Generic Viagra floods the market. Here’s how Pfizer is reacting

Jul 13, 2018

Until Viagra hit the scene in the late '90s, treatment options for erectile dysfunction were limited.

“The thing that made Viagra so wonderful was the only thing before that was a drug called Caverject,” said former Pfizer attorney Kent Bernard. “Caverject needed to be injected into your penis about half hour before you wanted to have sex. You would not want to come within a mile of using that product,” he said.

Viagra, originally designed to treat high blood pressure, represented a medical breakthrough and became an overnight success. The drug brought in more than $25 billion, according to market research company Statista. Sixty-two million men around the world have taken the drug since it launched in 1998.

But the sun has set on those high-flying days. Last month the FDA approved five versions of sildenafil, the generic. Prices are plummeting, with a pill going anywhere from $30 to as little as 60 cents, according to analytics company Elsevier.

As more generics hit the market, Pfizer clearly hopes to run with its “little blue pill” as long as it can. That includes the time-honored strategy of launching its own generic.

Pfizer “sees generics coming and says, ‘I can do that.’ And they get into the generics business themselves,” said NYU law professor Scott Hemphill.

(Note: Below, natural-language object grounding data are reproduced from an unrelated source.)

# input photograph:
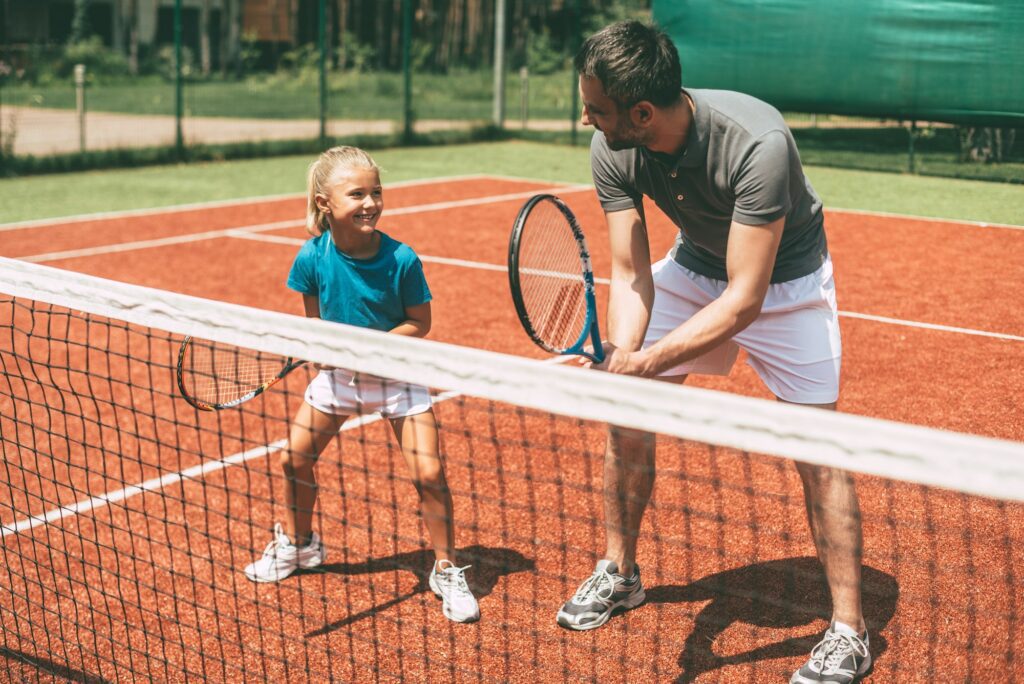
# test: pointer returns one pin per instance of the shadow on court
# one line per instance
(51, 668)
(489, 564)
(786, 593)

Believing some consumers will always prefer the branded product, Pfizer on July 1 also boosted the list price of its branded Viagra. That was one of 40 price hikes Pfizer delayed this week after President Donald Trump criticized the company

Pfizer’s market share is eroding fast, but it has managed to keep 15 percent of it, said Tori Marsh with the consumer website GoodRx.

“It’s kind of a testament to how well Pfizer has done with having this huge marketing around Viagra, and the branding, and it’s been a huge success,” Marsh said.

Pfizer put erectile dysfunction on the map, with help from some memorable commercials like the one featuring former Republican Kansas Sen. Bob Dole. But the American Urological Association estimates as many as 30 million men are affected by ED, with some studies showing about half of men over 40 have some degree of the condition. That’s a massive commercial market for generic drug makers to mine.

GoodRx’s Marsh said weekly prescriptions are already up 27 percent over 2017 figures, and she expects the generic drug maker feeding frenzy to intensify.

“The fact that the fills for Viagra are dropping and the fills for generics are increasing, more and more companies are going to see this is a good play,” she said.

This is the U.S. generic drug market at its best, with plenty of cheap options for consumers.

“We can easily get generic versions of sildenafil mostly through wholesale pharmacies like Costco, at $4 for 20 milligrams,” said University of Ben Davies, University of Pittsburg urologist. “Patients commonly go there and get their steak and Viagra together and make it a day.”

More generic versions of ED drugs are likely to hit the market soon. Eli Lilly’s drug Cialis, which has a slightly bigger market share than Viagra, is expected to lose its patent protections this fall.